In the mesmerising Children of Paradise: The Struggle for the Soul of Iran, Laura Secor captures the extraordinary intellectual and political ferment of a country where millions of people chafe under authoritarian rule.

She finds that many Iranians insist on reviving questions of national identity that a quasi-theocratic Shiite Muslim regime insists were resolved with the 1979 revolution and subsequent establishment of the Islamic Republic. “To the extent that the postrevolutionary state has tried to deny the multiplicity of its origins and to suppress the engagement of its people,” the author remarks in this, her first book, “its course has followed an arc of tragedy.”

Children of Paradise recounts the history of dissent in the Islamic Republic, homing in on revolutionaries who have lost their zeal and now even question their original goals, as well as men and women who have come of age in an ostensible utopia from which they feel profoundly alienated.

In the former category, we have Abdolkarim Soroush, an Islamic philosopher who played a major role in the closure and reorientation of Iranian universities mandated by the top-down “Cultural Revolution” of the early 1980s. Soroush, advocate of an absolutist Islam, later underwent a remarkable metamorphosis. He would come to argue, in Secor’s paraphrasing, that “religious knowledge … altered and shifted – expanded and contracted – with the circumstances of history and the development of science and other fields of understanding”.

Children with a picture of Ayatollah Khomeini in Tehran in 1979. Photo: Corbis
Children with a picture of Ayatollah Khomeini in Tehran in 1979. Photo: Corbis
Laura Secor.
Laura Secor.
But men like Soroush are only half the story. Secor observes that “the revolutionary regime had cultivated a garden it was ill-equipped to tend: young people, educated women, and new members of the middle class all challenged the Islamic Republic that had nurtured their growth”. She profiles, among others, cerebral and politically committed journalists Shahram Rafizadeh and Roozbeh Mirebrahimi, fearless student leader Ali Afshari, and Asieh Amini, who works against the death penalty for minors and against the continued practice of execution by stoning.

Secor, who lives in Brooklyn, covered Iran extensively for The New Yorker, The New York Times Magazine and other publications between 2005 and 2012. To be sure, the author’s focus falls mostly on Tehran. And she fails to round out her narrative by surveying advocates of the regime, leaving the uninitiated with little grasp of the extent to which it enjoys popular support. Yet her coverage of dissident currents proves most informative and includes arresting portraits of well-known figures such as the late Ayatollah Ali Montazeri and unsung younger activists such as the bloggers who took the state to task for its complicity in the assassinations of dissidents.
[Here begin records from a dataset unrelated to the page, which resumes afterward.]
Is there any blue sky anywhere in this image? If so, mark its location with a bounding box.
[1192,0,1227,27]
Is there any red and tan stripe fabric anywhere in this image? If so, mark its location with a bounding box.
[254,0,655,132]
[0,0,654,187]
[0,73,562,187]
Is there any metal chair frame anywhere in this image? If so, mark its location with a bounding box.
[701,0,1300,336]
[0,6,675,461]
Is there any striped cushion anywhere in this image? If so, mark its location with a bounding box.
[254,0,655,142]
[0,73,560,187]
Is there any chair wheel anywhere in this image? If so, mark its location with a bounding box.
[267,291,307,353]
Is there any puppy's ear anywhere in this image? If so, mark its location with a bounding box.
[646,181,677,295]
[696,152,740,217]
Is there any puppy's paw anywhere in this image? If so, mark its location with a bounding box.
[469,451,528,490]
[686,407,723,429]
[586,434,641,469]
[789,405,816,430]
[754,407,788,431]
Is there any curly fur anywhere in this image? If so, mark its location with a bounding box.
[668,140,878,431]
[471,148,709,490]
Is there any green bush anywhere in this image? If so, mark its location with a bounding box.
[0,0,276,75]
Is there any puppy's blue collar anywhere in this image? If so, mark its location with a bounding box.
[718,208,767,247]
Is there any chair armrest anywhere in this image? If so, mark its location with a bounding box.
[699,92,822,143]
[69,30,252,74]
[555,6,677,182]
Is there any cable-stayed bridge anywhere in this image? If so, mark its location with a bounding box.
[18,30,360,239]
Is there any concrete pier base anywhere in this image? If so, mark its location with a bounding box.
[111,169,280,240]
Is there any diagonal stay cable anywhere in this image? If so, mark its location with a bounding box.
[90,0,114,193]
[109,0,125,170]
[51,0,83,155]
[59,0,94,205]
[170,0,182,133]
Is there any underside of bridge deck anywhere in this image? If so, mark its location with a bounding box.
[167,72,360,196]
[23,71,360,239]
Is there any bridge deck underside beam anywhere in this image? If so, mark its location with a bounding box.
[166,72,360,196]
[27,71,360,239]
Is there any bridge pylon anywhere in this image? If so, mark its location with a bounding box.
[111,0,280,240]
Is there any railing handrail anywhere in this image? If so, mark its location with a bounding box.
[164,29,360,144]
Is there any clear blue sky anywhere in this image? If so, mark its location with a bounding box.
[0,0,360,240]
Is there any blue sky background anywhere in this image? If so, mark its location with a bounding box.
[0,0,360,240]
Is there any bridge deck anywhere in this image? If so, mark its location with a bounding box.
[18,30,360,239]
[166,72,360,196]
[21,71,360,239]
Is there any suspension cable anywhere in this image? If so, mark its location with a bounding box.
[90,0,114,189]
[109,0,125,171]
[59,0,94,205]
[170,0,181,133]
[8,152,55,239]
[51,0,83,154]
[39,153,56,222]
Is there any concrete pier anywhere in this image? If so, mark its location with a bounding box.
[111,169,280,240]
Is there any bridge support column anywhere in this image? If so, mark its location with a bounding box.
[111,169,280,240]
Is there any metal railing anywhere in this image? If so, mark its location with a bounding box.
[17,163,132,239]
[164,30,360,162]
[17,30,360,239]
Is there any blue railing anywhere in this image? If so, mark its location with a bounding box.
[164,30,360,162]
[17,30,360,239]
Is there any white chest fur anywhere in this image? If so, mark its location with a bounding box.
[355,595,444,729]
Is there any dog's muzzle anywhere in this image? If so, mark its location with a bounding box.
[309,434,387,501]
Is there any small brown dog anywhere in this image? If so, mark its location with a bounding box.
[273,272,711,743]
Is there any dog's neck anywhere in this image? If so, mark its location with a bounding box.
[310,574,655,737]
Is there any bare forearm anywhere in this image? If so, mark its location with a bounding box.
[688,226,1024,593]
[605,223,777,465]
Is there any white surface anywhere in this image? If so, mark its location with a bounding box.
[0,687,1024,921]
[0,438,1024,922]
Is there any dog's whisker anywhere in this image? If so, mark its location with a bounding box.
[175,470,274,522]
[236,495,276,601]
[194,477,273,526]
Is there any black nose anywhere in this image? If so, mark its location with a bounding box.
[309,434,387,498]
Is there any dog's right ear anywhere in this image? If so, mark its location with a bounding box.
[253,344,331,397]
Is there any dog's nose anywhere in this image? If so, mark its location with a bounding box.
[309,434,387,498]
Reformists of both kinds hoped for great things with the election of Mohammad Khatami as president in 1997, but he proved timorous in the face of the hardliners.

A demonstration against the Shah in 1979. Photo: Corbis
A demonstration against the Shah in 1979. Photo: Corbis
Worse was to come. As Secor explains, the regime’s “determination to stave off a ‘velvet’ overthrow would become both paranoid fixation and carte blanche for internal repression”. Many of the younger people profiled by the author were jailed and tortured (some not for the first time) for having a connection to the “Green Movement”, which arose in reaction to the 2009 presidential election – widely perceived as rigged – that returned Mahmoud Ahmadinejad to power. Needless to say, the movement itself was mercilessly crushed.

It is worth considering the possibility that the Iranian state’s continued oppression of disaffected youth will drive more of them to outright secularism. Children of Paradise provides an account, at once comprehensive and intimate, of the varied forms of domestic opposition unintentionally engendered by the Islamic Republic. It is a substantive and deeply affecting work, and may one day boast the added historical value of providing a window into the political and intellectual arena of a pre-democratic Iran.